Rasfer Internacional S.A. compró en China 9.000 kilos de glicerina y la exportó a la seguridad social de Panamá, que en su propio laboratorio elaboró 216.685 frascos de jarabe para la tos. La glicerina contenía un porcentaje elevado de dietilenglicol tóxico para consumo humano, un alcohol de uso industrial utilizado como refrigerante y líquido para frenos. En la cadena de intermediarios desde China a Panamá nadie paralizó el envío o advirtió del peligro, pese a que el producto llevaba la etiqueta TD de uso industrial, no apto para consumo humano.

“Como en el caso de la colza española, con el cual guarda un innegable paralelismo, el origen de todo estuvo, como suele pasar, en la codicia humana de los directivos de una empresa española, Rasfer Internacional S.A., quienes para incrementar sus beneficios exportaron a la sanidad panameña glicerina solicitada por Panamá para fines farmacológicos pero comprada en China por Rasfer para uso industrial (más barata) a sabiendas de su destino final para el consumo humano en medicamentos”, señala el recurso.

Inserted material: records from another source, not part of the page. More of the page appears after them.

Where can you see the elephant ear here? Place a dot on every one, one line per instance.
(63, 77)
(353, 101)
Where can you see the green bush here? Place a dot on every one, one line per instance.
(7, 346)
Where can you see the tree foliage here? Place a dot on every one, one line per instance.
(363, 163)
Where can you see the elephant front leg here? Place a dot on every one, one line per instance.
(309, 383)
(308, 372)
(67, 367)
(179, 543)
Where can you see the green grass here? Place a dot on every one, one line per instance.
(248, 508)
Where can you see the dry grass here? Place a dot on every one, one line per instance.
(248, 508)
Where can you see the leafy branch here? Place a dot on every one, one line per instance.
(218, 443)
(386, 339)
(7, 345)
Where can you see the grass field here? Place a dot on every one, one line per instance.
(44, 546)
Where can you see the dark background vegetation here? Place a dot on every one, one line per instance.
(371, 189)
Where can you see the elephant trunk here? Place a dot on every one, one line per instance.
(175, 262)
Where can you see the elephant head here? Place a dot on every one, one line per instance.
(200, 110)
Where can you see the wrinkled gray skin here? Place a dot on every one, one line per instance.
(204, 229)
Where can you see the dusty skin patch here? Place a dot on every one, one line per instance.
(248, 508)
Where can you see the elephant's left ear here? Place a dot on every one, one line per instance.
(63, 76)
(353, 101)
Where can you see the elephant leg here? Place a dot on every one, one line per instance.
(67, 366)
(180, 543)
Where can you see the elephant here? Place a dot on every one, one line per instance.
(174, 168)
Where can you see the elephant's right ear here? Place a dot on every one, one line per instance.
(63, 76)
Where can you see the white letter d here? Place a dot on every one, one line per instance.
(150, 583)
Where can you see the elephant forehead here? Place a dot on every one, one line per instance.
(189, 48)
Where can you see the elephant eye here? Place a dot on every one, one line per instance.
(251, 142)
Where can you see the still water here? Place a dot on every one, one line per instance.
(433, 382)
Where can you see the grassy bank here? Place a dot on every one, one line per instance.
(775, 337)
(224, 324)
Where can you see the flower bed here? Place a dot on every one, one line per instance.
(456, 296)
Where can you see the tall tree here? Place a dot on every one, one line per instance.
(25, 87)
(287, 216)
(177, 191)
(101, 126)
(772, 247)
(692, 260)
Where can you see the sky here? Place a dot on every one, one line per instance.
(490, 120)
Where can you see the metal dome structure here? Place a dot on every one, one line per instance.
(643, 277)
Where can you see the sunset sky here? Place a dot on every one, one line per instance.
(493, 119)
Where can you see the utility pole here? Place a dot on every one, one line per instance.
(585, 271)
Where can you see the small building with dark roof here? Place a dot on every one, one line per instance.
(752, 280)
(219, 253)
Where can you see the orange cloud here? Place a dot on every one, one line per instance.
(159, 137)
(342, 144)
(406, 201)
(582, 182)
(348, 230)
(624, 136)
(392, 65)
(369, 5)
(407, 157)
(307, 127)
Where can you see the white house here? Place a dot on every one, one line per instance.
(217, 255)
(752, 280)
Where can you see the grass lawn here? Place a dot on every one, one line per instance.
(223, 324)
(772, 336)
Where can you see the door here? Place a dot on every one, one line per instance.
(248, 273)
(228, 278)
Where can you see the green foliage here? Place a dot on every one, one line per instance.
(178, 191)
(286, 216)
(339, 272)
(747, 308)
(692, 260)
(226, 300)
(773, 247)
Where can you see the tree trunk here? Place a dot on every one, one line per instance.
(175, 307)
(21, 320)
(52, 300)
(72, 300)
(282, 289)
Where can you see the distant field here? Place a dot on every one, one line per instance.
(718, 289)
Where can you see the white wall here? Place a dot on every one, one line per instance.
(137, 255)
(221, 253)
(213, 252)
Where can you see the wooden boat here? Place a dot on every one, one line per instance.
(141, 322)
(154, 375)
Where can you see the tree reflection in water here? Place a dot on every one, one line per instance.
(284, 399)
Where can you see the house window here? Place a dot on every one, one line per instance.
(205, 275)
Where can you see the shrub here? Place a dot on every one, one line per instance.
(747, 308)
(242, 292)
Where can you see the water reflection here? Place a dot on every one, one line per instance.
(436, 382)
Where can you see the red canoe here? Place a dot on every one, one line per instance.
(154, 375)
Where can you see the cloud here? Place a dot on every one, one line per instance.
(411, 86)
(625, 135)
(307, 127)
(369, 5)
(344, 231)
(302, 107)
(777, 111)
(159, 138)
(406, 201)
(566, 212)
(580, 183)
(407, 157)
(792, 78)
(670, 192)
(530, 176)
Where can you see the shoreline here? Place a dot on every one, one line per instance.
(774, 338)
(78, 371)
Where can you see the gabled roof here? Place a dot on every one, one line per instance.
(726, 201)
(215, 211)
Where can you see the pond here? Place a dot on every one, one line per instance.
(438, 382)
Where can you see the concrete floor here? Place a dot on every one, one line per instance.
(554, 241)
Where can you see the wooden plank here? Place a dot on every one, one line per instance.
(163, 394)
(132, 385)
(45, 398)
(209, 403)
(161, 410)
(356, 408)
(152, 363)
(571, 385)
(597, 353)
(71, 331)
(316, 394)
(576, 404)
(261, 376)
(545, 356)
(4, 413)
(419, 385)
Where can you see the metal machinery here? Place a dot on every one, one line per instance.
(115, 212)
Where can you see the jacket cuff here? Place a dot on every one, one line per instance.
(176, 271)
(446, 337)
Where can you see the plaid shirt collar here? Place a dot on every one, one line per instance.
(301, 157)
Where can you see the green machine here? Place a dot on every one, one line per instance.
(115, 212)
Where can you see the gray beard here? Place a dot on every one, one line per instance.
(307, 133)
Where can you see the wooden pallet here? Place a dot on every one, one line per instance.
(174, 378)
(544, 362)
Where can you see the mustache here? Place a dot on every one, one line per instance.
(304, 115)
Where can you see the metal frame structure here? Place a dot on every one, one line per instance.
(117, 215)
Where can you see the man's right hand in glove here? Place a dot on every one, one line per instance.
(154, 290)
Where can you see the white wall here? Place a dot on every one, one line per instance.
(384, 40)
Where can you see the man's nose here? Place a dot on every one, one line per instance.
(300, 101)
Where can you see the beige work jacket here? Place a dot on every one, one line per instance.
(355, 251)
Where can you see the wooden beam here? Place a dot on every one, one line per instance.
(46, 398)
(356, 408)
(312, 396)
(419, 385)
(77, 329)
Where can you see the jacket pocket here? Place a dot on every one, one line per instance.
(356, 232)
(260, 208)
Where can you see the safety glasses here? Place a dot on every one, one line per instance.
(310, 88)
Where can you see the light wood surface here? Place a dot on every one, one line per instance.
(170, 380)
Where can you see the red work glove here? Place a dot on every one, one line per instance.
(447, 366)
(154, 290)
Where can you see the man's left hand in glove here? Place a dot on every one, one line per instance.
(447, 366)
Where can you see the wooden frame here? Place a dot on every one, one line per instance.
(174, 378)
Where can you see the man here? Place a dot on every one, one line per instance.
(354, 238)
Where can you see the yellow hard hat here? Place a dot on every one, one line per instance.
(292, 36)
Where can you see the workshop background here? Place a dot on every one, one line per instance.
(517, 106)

“Es evidente que Rasfer no sabía que la glicerina TD comprada en China, no apta para usos farmacológicos, contenía dietilenglicol, pero causaron una masacre en Panamá al cometer un fraude entregando glicerina industrial TD a la importadora panameña cuando se les pidió glicerina farmacológica CP", añade el escrito de 36 folios presentado por los abogados Juan Luis Navas y Jaime Ingram, representantes de la Caja de Seguro Social de Panamá, que se considera perjudicada y actúa en el procedimiento español como acusación particular.

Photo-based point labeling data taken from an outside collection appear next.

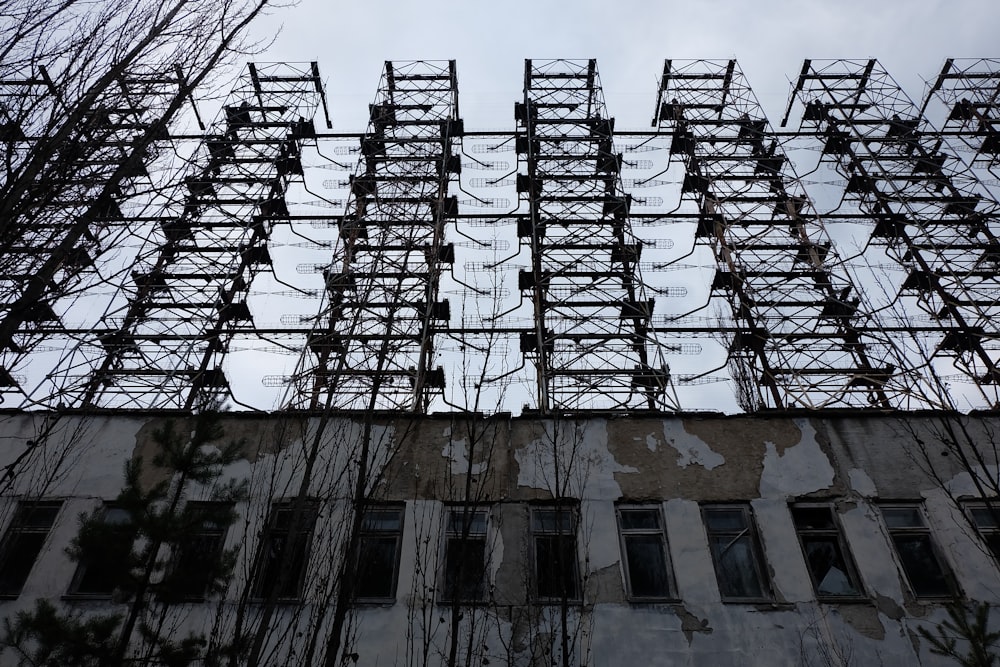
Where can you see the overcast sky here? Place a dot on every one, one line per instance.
(630, 39)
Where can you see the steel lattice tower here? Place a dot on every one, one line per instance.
(931, 214)
(164, 347)
(374, 344)
(798, 342)
(968, 90)
(70, 171)
(592, 343)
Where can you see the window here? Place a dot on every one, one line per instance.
(284, 555)
(378, 553)
(465, 555)
(735, 549)
(986, 518)
(916, 551)
(104, 545)
(23, 542)
(644, 548)
(826, 556)
(198, 561)
(553, 530)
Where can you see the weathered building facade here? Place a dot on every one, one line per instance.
(819, 539)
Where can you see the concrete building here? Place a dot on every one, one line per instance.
(817, 539)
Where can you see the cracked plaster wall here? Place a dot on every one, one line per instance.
(676, 463)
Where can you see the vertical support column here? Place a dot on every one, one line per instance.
(374, 346)
(592, 344)
(931, 215)
(966, 91)
(798, 344)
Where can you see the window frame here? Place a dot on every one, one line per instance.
(837, 532)
(659, 531)
(81, 573)
(990, 535)
(310, 514)
(19, 526)
(375, 533)
(923, 531)
(450, 534)
(560, 509)
(219, 533)
(755, 551)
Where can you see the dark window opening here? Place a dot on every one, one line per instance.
(826, 555)
(465, 556)
(198, 560)
(986, 518)
(23, 542)
(647, 568)
(106, 549)
(378, 553)
(735, 549)
(556, 567)
(284, 553)
(916, 551)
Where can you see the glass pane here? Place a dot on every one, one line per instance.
(382, 521)
(38, 517)
(116, 516)
(555, 564)
(552, 521)
(376, 568)
(735, 564)
(19, 556)
(813, 518)
(921, 565)
(465, 570)
(196, 565)
(725, 520)
(993, 542)
(476, 520)
(828, 567)
(634, 519)
(902, 517)
(985, 517)
(647, 566)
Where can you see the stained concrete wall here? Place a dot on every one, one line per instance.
(852, 461)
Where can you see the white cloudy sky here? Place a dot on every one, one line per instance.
(630, 39)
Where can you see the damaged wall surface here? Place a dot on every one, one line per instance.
(699, 540)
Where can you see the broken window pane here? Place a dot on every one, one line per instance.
(23, 542)
(647, 571)
(556, 574)
(917, 555)
(826, 556)
(465, 556)
(284, 552)
(733, 542)
(108, 550)
(378, 553)
(197, 561)
(986, 517)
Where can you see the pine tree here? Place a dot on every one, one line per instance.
(147, 555)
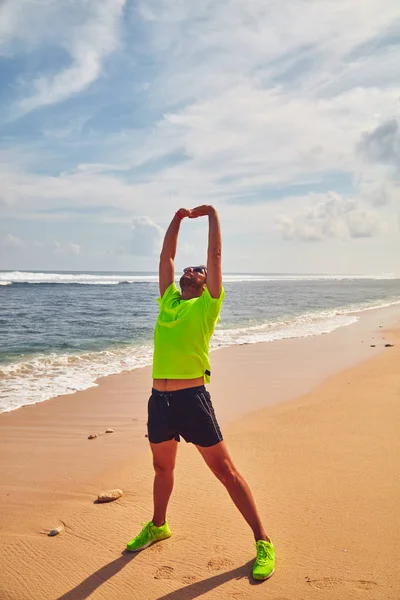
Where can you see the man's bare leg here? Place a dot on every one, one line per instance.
(164, 455)
(220, 463)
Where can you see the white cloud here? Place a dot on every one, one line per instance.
(12, 241)
(146, 237)
(330, 216)
(257, 98)
(88, 32)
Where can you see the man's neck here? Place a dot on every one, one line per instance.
(189, 294)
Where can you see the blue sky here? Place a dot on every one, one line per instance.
(284, 115)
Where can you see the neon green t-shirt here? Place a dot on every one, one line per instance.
(182, 334)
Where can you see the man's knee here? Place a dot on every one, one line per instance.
(226, 472)
(163, 467)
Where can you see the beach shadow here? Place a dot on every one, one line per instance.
(194, 590)
(91, 583)
(187, 592)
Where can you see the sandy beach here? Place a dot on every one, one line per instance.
(312, 424)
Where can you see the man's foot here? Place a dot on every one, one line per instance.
(264, 565)
(149, 534)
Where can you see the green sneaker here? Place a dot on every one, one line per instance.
(264, 565)
(149, 534)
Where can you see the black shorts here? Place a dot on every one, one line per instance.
(188, 413)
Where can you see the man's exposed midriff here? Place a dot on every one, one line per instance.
(171, 385)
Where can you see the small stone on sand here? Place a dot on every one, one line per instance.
(56, 531)
(109, 496)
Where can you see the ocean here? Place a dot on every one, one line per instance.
(61, 331)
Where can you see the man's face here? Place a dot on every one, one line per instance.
(193, 278)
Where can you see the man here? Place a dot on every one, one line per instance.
(179, 403)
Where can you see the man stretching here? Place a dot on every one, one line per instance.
(180, 404)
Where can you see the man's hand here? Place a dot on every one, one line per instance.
(201, 211)
(184, 212)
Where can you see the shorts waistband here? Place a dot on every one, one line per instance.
(178, 393)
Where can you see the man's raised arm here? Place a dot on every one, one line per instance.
(214, 269)
(166, 271)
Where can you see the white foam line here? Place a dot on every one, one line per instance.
(6, 278)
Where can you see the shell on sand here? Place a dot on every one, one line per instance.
(109, 496)
(56, 530)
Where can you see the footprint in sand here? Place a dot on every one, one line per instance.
(188, 579)
(324, 583)
(164, 573)
(218, 564)
(362, 584)
(331, 582)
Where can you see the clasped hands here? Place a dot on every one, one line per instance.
(199, 211)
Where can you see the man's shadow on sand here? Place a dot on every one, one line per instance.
(187, 592)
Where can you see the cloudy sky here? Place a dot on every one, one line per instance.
(284, 114)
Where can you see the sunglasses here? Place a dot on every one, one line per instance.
(196, 269)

La Caja de Seguro Social de Panamá critica el archivo de la causa por la Audiencia Nacional, lo califica de “simulacro de justicia” y asegura que se han enmascarado “las evidentes responsabilidades de los directivos de Rasfer convirtiendo lo importante (que Rasfer sabía que lo enviado por China era glicerina TD o industrial) en nimio, y lo nimio (que Rasfer no estaba obligada a analizar los bidones de glicerina) en importante, observando una especie de obstinada y continua negativa a investigar o a practicar pruebas pertinentes o razonables para el esclarecimiento de los hechos, como manda la ley”.

El organismo panameño solicita al Tribunal Constitucional que se practique una comisión rogatoria a China para esclarecer todas las circunstancias del pedido de Rasfer Internacional.

El juez Ismael Moreno sostiene en su auto de archivo que Rasfer no tenía obligación de reanalizar la mercancía y el magistrado Enrique López de la Sala de lo Penal responsabiliza en su resolución al grupo panameño Medicom, que encargó la glicerina a Rasfer y sustituyó el etiquetado de la mercancía.

Pese a que las autoridades de Panamá sólo han reconocido, hasta el pasado mes de julio, la muerte de 171 personas, el recurso de la Seguridad Social panameña eleva la cifra a 500.